Les anciens en sont convaincus : ne plantez pas vos tomates avant cette date ou vous risquez de tout perdre
Chaque année au printemps, les jardiniers amateurs sont tentés de mettre leurs plants de tomates en extérieur dès le premier week-end chaud. Il est souvent tentant de planter fin avril, mais cela peut s’avérer être une erreur coûteuse. En effet, un simple coup de froid peut ruiner des semaines de préparation et compromettre la récolte entière.
Planter trop tôt : un printemps trompeur
Lorsque les journées d’avril atteignent 20 ou 25 °C, beaucoup imaginent que le moment est venu. Cependant, durant ces périodes, les nuits peuvent encore frôler le 0 °C. Sans protection, les jeunes plants peuvent être victimes des gelées nocturnes. Les tomates, appartenant à la famille des solanacées, subissent des dégâts cellulaires dès -2 °C. Même sans gel apparent, des températures nocturnes proches ou inférieures à 10 °C créent un stress important pour la plante. Cela entraîne un arrêt de leur croissance, des racines affaiblies, et des feuilles qui jaunissent.
La date clé : le 15 mai
En France, les gelées tardives peuvent survenir jusqu’aux Saints de glace, célébrés les 11, 12 et 13 mai. D’après les archives climatologiques, ces épisodes de froid ne sont pas rares, notamment dans le nord et les régions d’altitude. Pour sécuriser ses plantations, la majorité des experts préconisent donc d’attendre le 15 mai. À cette date, le risque de gel est considérablement diminué dans la majorité des régions, à l’exception du climat méditerranéen.
Les conditions idéales pour planter
Pour savoir si le moment est propice à la plantation en pleine terre, il est essentiel de vérifier trois indicateurs principaux :
- Le sol doit avoir atteint au moins 12 °C, mieux encore 15 °C, à une profondeur de 5 à 10 cm.
- Les températures nocturnes doivent rester stables au-dessus de 10 °C pendant plusieurs jours.
- Les prévisions météorologiques doivent exclure tout risque de gel pour les dix jours à venir.
Le matin, si le sol paraît encore froid au toucher, il est préférable d’attendre encore un peu. En plaine, ces critères sont généralement remplis vers mi-mai, tandis que dans le sud maritime, cela peut être atteint fin avril. Dans les régions montagneuses ou le nord-est de la France, il vaut mieux attendre fin mai.

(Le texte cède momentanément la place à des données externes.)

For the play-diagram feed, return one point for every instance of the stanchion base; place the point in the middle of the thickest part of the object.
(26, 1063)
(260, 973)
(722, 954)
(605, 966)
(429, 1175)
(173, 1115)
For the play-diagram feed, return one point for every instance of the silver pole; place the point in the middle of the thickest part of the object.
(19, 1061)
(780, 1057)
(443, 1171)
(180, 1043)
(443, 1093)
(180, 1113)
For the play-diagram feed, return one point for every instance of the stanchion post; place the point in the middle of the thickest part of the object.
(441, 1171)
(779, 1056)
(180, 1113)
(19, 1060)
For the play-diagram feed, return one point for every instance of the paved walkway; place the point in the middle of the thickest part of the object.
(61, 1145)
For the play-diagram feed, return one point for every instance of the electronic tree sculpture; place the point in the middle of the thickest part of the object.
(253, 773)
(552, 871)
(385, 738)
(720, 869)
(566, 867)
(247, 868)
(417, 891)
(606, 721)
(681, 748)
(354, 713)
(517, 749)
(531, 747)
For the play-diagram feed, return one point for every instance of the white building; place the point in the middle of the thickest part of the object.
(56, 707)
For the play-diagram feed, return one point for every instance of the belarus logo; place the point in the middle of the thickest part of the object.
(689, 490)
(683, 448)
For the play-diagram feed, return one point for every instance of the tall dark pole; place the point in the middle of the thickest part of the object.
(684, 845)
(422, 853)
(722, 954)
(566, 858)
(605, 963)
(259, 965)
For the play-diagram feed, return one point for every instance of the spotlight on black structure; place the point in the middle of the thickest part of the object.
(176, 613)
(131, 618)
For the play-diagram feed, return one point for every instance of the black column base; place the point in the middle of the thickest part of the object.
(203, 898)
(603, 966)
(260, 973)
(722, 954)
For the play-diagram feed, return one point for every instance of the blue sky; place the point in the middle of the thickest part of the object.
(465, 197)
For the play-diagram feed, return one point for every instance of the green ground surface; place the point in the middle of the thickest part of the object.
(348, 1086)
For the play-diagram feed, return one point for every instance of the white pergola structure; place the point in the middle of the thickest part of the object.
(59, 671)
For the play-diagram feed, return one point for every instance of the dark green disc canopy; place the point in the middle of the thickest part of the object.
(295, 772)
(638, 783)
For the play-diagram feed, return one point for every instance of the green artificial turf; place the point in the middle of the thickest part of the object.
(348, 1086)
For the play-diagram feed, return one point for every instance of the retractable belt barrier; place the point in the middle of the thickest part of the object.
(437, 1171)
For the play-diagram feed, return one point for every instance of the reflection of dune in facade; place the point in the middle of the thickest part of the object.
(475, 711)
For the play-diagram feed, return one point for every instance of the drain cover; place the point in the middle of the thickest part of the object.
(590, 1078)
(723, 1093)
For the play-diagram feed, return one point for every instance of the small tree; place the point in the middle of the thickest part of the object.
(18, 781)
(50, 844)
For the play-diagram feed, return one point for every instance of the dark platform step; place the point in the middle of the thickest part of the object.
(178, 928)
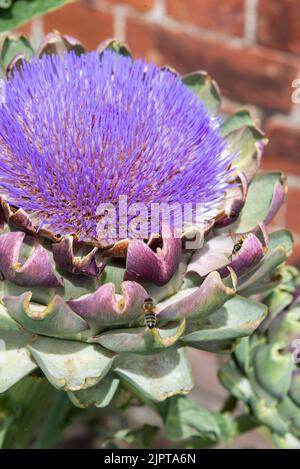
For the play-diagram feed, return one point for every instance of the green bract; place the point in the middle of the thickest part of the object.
(264, 371)
(74, 311)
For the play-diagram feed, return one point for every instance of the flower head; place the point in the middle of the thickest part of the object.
(79, 131)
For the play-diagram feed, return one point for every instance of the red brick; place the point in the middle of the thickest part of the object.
(227, 17)
(142, 5)
(284, 140)
(250, 75)
(278, 24)
(87, 24)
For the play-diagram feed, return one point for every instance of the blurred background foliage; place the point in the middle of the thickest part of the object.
(14, 13)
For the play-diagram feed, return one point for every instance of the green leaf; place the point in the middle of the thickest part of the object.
(5, 3)
(246, 143)
(5, 422)
(233, 380)
(201, 84)
(259, 202)
(71, 365)
(142, 436)
(184, 419)
(264, 277)
(140, 340)
(273, 370)
(55, 320)
(14, 45)
(239, 317)
(15, 360)
(22, 11)
(158, 376)
(99, 395)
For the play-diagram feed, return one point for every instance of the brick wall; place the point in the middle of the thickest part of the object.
(251, 47)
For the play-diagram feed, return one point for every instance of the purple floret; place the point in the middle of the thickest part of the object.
(79, 131)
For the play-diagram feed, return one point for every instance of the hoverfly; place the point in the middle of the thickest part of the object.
(149, 310)
(237, 246)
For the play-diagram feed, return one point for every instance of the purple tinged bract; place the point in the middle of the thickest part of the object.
(79, 131)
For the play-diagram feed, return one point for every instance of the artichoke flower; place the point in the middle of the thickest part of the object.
(81, 129)
(264, 370)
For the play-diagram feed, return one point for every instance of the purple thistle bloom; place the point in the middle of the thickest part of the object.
(77, 131)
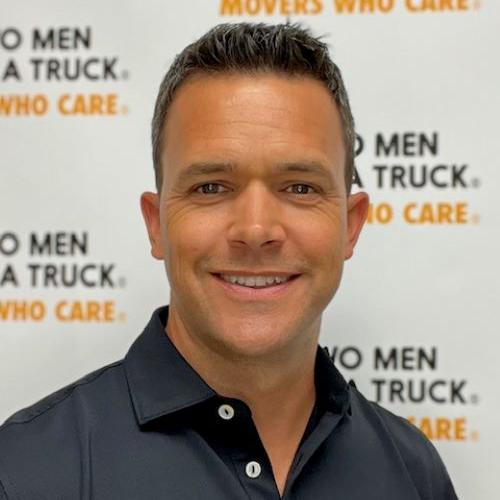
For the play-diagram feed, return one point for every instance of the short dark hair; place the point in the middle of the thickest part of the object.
(251, 48)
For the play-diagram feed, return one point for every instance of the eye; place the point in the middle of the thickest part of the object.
(300, 189)
(211, 188)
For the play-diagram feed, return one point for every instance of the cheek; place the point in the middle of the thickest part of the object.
(189, 237)
(323, 238)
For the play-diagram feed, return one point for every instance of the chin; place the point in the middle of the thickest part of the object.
(253, 339)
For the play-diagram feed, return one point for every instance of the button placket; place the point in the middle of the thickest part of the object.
(253, 469)
(226, 412)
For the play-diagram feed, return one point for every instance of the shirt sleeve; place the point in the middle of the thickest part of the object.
(3, 494)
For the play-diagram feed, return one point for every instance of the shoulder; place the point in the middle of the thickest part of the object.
(58, 400)
(46, 438)
(420, 457)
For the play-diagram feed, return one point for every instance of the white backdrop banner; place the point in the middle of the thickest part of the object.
(414, 323)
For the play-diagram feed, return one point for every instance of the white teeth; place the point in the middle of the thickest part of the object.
(260, 281)
(255, 281)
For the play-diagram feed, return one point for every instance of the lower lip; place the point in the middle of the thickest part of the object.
(250, 293)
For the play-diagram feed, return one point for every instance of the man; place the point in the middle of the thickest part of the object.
(226, 395)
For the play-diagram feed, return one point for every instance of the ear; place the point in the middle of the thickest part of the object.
(150, 207)
(357, 211)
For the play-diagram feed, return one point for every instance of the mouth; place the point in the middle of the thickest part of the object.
(254, 286)
(257, 281)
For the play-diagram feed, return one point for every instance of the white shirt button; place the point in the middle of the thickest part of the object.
(253, 469)
(226, 412)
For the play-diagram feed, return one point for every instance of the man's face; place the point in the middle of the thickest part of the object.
(253, 222)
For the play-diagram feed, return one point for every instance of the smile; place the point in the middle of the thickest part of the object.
(258, 281)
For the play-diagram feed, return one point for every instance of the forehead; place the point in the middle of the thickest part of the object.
(241, 118)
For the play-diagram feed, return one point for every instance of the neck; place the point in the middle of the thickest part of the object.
(278, 388)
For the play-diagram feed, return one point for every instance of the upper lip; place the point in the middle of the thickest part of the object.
(257, 273)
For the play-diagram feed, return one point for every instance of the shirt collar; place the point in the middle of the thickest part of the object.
(161, 381)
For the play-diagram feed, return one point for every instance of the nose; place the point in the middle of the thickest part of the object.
(256, 220)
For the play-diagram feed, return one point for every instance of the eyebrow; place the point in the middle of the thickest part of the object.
(208, 168)
(204, 168)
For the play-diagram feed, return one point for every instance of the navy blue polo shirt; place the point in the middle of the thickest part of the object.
(148, 427)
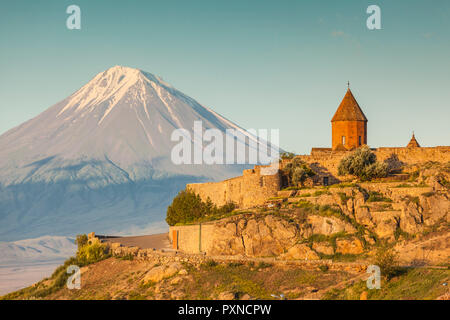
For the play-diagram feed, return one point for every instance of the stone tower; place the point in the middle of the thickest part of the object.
(413, 143)
(349, 125)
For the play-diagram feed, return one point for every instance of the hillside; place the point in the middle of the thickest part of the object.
(307, 243)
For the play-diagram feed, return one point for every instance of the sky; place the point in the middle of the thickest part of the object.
(262, 64)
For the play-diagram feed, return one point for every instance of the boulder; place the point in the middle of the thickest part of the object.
(329, 225)
(226, 295)
(323, 247)
(300, 252)
(159, 273)
(349, 246)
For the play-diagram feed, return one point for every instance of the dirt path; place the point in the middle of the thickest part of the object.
(435, 250)
(319, 294)
(154, 241)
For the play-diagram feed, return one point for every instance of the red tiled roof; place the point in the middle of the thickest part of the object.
(349, 110)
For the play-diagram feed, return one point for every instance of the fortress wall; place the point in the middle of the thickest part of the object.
(415, 155)
(328, 161)
(193, 238)
(250, 189)
(253, 189)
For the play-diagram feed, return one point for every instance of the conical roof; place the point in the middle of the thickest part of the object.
(413, 143)
(349, 109)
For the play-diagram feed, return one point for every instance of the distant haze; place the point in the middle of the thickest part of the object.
(100, 159)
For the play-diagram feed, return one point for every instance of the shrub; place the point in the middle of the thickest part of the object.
(287, 155)
(363, 164)
(188, 207)
(91, 253)
(377, 197)
(387, 259)
(297, 171)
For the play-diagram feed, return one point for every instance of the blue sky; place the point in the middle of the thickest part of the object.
(262, 64)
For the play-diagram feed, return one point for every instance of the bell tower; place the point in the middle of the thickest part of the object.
(348, 125)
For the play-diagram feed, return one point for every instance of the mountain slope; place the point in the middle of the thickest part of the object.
(100, 159)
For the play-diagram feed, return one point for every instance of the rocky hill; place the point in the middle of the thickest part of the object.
(309, 243)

Acclimatation et stratégies pour les impatients
Pour ceux qui souhaitent gagner du temps, les serres offrent un avantage considérable, permettant de planter 2 à 3 semaines plus tôt qu’en pleine terre, parfois dès fin mars dans les régions douces. Toutefois, le sol doit être suffisamment réchauffé, et les nuits ne doivent pas être trop fraîches. Une protection avec des voiles thermiques est indispensable si une gelée est annoncée.
L’option la plus sécurisée reste de démarrer les semis en godets à l’intérieur dans une pièce lumineuse à environ 20 °C. Les plants peuvent être sortis progressivement dès début mai pour s’habituer aux conditions extérieures. La mise en terre définitive doit se faire apès le 15 mai, tout en conservant quelques plants de réserve au cas où. En fin de compte, il vaut mieux planter un peu tard, lorsque le sol est bien chaud, que de risquer des plants stressés par un démarrage précoce dans une terre encore froide.